Le interdipendenze principali, già ora ben presenti nelle metodologie di valutazione delle agenzie di rating, implicano che una gestione restrittiva dei bilanci pubblici può essere un boomerang e paradossalmente causare aumenti del servizio del debito, impatti negativi sulla sua sostenibilità e riduzione della capacità fiscale. In particolare, la riduzione della spesa pubblica per contenere il deficit di bilancio può comportare minori investimenti in infrastrutture sostenibili, energie rinnovabili e tecnologie pulite. Questa riduzione a sua volta può inoltre essere interpretata come una rinuncia ad affrontare le sfide del cambiamento climatico, e portare a una diminuzione della fiducia dei mercati finanziari e dei creditori, creando instabilità finanziaria e aumentando il rischio di crisi del debito sovrano non solo per il paese in questione, ma anche per i suoi partner finanziari e commerciali.

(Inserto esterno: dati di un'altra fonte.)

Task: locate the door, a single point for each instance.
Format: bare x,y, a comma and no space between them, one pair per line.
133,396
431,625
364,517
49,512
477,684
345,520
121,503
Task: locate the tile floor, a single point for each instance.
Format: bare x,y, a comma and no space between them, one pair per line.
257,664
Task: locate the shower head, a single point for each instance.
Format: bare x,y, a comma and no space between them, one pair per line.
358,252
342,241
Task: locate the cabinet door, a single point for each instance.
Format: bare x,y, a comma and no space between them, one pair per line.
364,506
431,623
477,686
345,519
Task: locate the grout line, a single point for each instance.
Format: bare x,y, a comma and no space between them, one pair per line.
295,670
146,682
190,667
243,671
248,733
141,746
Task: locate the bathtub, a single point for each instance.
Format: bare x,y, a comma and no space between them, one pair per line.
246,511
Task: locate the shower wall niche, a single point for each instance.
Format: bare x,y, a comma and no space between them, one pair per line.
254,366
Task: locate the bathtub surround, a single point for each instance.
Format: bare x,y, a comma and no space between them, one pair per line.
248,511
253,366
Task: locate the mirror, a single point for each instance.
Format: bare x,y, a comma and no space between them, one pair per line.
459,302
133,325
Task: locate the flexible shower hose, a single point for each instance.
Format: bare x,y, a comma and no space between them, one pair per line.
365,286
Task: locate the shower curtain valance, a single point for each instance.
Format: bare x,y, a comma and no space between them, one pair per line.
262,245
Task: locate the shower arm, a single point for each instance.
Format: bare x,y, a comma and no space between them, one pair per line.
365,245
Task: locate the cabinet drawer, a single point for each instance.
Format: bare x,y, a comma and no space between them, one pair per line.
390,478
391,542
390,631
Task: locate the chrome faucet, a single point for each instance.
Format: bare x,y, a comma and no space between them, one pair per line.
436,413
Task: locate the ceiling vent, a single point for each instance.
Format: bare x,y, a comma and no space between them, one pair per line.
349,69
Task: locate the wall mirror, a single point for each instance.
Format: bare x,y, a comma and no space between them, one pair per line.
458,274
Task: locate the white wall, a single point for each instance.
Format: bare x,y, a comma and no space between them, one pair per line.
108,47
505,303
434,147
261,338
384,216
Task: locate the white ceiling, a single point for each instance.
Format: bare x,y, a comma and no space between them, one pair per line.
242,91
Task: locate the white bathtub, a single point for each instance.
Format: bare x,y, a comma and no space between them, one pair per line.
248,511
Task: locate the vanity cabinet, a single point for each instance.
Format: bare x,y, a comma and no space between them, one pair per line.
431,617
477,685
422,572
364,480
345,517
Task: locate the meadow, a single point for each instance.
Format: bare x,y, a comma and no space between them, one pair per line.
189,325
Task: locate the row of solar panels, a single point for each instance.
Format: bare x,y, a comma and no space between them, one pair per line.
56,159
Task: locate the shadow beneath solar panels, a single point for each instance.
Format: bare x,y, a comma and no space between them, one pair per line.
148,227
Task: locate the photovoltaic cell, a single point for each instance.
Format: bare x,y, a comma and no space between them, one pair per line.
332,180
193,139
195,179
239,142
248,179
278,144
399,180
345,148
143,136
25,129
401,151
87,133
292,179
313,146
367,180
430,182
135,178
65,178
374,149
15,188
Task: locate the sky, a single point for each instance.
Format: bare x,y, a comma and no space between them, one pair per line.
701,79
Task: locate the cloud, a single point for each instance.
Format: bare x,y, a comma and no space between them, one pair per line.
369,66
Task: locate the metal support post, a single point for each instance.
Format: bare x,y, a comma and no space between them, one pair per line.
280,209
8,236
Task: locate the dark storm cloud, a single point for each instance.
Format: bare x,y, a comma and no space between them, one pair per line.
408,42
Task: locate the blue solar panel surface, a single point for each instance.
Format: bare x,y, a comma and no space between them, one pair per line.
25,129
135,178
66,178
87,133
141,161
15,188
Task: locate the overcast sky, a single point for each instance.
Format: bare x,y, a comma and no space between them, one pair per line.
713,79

In sintesi, per gestire il debito climatico in modo efficace, è necessario integrare l’agenda climatica con le politiche di finanza pubblica e di bilancio. Questo significa sviluppare politiche di bilancio sostenibili che prendano in considerazione gli impatti del cambiamento climatico, valutino i rischi finanziari associati e incorporino strategie di mitigazione e adattamento nelle decisioni di spesa pubblica. In Europa, la revisione del Patto di Stabilità e Crescita (PSC) rischia di essere inefficace o addirittura controproducente se non accompagnata dalla istituzione di una capacità di investimento con un forte orientamento al clima e all’energia.

La lotta contro i cambiamenti climatici è una priorità globale e richiede investimenti significativi nella transizione verso un’economia a basse emissioni di carbonio. Il piano REPowerEU sta già mobilitando quasi 300 miliardi di euro, di cui circa 72 miliardi sotto forma di sovvenzioni e circa 225 miliardi di euro di prestiti. Ma questa dotazione non è sufficiente, a fronte di un debito climatico stimato a più del 30% del PIL europeo. Un fondo di investimenti sotto il controllo della Commissione, collegato alle nuove norme del PSC e dedicato in misura significativa al clima e all’energia, consentirebbe di perseguire una politica comunitaria di transizione energetica, promuovendo al contempo la integrazione tra l’agenda climatica e le politiche di finanza pubblica e di bilancio di livello europeo.